The picture you sent to me was in fact the EGR valve. Notice in that picture that there is a vacuum line visible that attaches to the engine right where the EGR valve is bolted on. This is the vacuum port that I would like you to remove and check for good vacuum source. Pics below are of the EGR boost sensor and solenoid valve. That vacuum line in your picture goes to here.
This is a far away view of where the sensor and solenoid are at in engine compartment
Here is a close up
This arrow is pointing to the vacuum line that comes from the intake manifold. Remove this vacuum line and make sure there is vacuum when engine is running.

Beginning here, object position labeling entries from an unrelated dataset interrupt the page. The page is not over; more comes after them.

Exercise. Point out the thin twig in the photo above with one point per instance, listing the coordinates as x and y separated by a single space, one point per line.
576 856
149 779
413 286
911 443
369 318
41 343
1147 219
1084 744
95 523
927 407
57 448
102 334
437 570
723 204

Here is the pic that you sent to me of your EGR valve. The port that needs checked for vacuum is right where that vaccum line attaches, just to the right side of the black plastic cap you describe.
ok. I understand when you explained on my Picture. The only line there is the onse to check for Vacuum. While I was becoming impatient, I talked to a friend of mine from a Ford Mercury Dealership. He told be to get a can of Intake Cleaner. I used STP. Open the bigest neck house that goes to engine and with the engine running, squirt some Cleaner in the big hole and accelerate so it doesn't stall. I did it. I also filled up with Chevron High Test with the added Ingrediant theat starts with a T (Techron or something). I unplugged the battery so CEL would go away. The car seems to be running better now. It's probably just the Gas. The code will probably reapear. I sprayed about 6 good squirts in there. Engine revved up immensely the more I sprayed. I kept it at a steady rev. When it was able to idle without stalling, I turned the key off, reattached the big hose, tightened screw. Drove the Car for 15 minutes, got it washed and that's where I'm at now. I talked to my Mechanic & the Ford Mercury Friend & both said it could not harnm the car or engine. I'm just wondering if I sprayed enough. My friend suggested half a can. I thought that might be too much, so I sprayed about a quarter can in there. So what do you think ? Did I do something wrong. Again I'm not a mechanic. I had to try the easiest way for now. btw, the hose going into the EGR has that butterfly clip & I could not figure out how to undo that bugger. That's a thin line and I did not want to break it. I was also told to spray in that tiny hole where tube goes. But I chickend out.
I am you did nothing wrong Dino. Using the cleaner into the intake will help out the deposits inside the intake manifold but will unfortunately not do much for the deposits at the EGR valve as the cleaner will not even get down there with that kind of introduction method. From the other pics I enclosed in last post I hope you can now locate the EGR boost sensor and solenoid valve. When you do, you will see a very short vaccum tube between the two parts and there will be another vacuum line that heads over towards the engine. This vacuum line is the other end of the one down by the EGR valve. If you can remove that vacuum line from the solenoid in the pics, you can check for vaccum at that point. The valve nipple is plastic so be as gentle as possible in removing. Use a twisting and slight pulling motion to remove. Or you could just cut the vaccum line up by the solenoid to check and then install a straight hose line connector available from any parts store to get the line back in one piece. If you break the solenoid I will send you another one. Have 5 or 6 in my box that are identical solenoids.